Member profile: Adam Whiteman

July 2012

Attorney, Musician, Psychologist, and Producer

Tell us about your double majors at University Wisconsin-Madison in music and psychology.
I am a product of multiple influences: music; psychology, art and the law. In the 40s, my father played trumpet in the dance halls of his time, and so I grew up in a home filled with the music of Bennie Goodman, Gene Krupa, Count Basie, and Harry James. After World War II, he earned a Ph.D. in psychology and worked as an organizational (psychological) consultant. My mother is an artist skilled in many media as a sculptor, a painter, and an environmental landscape designer. She is an active member of Wild Ones, an organization dedicated to environmental preservation. I was always very close with my uncles who were attorneys with practices in the Twin Cities. My Uncle Allen had an excellent relationship with his clients, one of whom was a criminal who robbed my uncle, but did him the favor of handcuffing him to the refrigerator so he would not get hungry while waiting for help.

What did you know about PBK when you were honored with your key?
I was so busy working hard at college, studying in many areas — from logic to French — that I was shocked when I got my PBK letter in the mail. But my parents knew about the honor as my older sister, Maureen, is also a PBK (and is also an attorney!). Interestingly, my college roommate and best friend, Jack Chorowsky, also earned a key along with me. We went to the induction together, and the certificate is proudly framed and on the wall in my office. It is nice to be rewarded for intense eclecticism. The fact that the key is earned by people who are really not seeking it gives this honor a sheen legitimacy in my mind.

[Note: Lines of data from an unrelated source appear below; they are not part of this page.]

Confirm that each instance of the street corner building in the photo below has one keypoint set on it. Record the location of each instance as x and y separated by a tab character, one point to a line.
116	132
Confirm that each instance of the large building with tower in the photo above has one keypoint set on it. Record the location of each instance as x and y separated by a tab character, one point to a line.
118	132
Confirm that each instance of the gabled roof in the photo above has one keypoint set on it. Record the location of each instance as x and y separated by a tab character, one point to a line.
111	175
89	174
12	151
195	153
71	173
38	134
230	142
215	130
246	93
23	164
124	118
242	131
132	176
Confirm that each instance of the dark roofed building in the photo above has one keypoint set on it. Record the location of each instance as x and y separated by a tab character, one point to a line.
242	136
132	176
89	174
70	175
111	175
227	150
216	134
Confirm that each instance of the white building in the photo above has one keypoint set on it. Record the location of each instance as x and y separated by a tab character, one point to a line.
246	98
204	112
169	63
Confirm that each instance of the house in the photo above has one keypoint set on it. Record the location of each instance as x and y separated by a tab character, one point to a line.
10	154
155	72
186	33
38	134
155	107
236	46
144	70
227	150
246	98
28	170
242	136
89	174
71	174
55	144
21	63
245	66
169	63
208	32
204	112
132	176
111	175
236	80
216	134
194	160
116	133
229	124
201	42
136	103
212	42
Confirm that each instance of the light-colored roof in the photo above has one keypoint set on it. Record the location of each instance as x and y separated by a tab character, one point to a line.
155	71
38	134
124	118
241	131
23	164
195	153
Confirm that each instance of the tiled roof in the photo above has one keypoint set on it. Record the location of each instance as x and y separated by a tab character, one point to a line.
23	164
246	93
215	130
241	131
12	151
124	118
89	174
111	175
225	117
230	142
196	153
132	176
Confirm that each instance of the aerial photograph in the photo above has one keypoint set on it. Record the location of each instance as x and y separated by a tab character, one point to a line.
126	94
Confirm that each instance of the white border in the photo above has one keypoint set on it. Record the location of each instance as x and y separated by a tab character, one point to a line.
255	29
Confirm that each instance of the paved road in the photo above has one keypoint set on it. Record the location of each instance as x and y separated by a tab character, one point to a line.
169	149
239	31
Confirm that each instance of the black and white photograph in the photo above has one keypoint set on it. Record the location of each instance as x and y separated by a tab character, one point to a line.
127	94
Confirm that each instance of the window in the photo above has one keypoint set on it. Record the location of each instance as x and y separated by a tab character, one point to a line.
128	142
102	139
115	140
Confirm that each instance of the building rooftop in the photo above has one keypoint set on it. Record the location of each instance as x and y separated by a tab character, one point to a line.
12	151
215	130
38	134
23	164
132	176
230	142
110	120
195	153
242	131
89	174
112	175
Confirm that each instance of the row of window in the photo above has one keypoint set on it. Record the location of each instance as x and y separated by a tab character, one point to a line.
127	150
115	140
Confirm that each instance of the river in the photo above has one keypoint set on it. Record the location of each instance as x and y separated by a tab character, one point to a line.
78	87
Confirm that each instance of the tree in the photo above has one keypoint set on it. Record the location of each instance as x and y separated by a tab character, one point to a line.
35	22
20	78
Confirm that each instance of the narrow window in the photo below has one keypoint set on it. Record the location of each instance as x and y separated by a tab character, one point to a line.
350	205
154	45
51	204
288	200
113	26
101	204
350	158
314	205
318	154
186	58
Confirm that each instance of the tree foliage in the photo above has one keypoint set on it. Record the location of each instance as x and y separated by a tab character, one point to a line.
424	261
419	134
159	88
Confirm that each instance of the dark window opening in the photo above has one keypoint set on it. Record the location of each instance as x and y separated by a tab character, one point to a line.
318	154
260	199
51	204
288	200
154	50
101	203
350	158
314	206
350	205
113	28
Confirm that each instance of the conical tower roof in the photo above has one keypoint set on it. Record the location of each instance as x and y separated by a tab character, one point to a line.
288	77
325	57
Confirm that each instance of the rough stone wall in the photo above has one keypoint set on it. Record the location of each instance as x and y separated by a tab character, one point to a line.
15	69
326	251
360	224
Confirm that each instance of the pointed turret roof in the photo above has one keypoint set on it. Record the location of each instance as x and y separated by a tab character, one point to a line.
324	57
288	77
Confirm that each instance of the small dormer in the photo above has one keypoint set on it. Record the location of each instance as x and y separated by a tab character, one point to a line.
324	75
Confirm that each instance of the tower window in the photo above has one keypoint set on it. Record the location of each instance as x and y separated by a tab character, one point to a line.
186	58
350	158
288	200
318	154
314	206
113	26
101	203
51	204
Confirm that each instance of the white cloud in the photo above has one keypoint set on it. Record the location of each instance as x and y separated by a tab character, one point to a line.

Tell us a little about your law practice.
Out of law school, I clerked for Justice Robert McClaren of the 2nd District Appellate Court in Illinois. Although the judge and I came from very different backgrounds, I learned from him how the law and the search for justice can be a unifying force. After a time in the corporate law world, I struck out on my own and eventually “hung a shingle,” with a concentration in real estate and business litigation. I spend a full day working at “lawyering;” with a tremendous amount of preparation; after a full workday I turn to my other world of music and the theater in which I run a record label (Big Chicago Records) and a theatrical production company which runs a musical drama I have penned celebrating the life and times of Francis O’Neill (“Music Mad”). My experience as a lawyer has served well to prepare me in my new role as a theatrical producer.

So is your family as eclectic as you are?
My wife of 24 years and my two sons are the core of my life. She is a loving and binding force who helps me control, focus, and direct my creative energy. Both our sons are accomplished musicians, a violinist and a cellist — and the oldest one is going to attend Lawrence University in the fall to study history, economics, philosophy, and who knows what else. We have worked to always offer them a “liberal arts” approach to life which, in the spirit of PBK would be enthusiasm for pursuits of the mind!

Finally, your musical drama, “Music Mad: How Chief O’Neill Saved the Soul of Ireland” has been very well received, and it has extended its run through July. What does this mean for you?
In the Torah, we learn that Abraham was directed to “Lech Lecha” which means go out into the world. This is my driving philosophy, and one I believe expounded by my literary heroes, Jack London, Earnest Hemingway, and now, Chief O’Neill. O’Neill set himself adrift into the world and navigated a life through the tides of time. I believe my liberal arts education has freed my mind from the shackles of convention. So, too, I have attempted to chart a path based upon my unique proclivities, talents, and interests. The success of my show, “Music Mad,” means that with sufficient faith, we can indeed become the means through which thought transforms reality.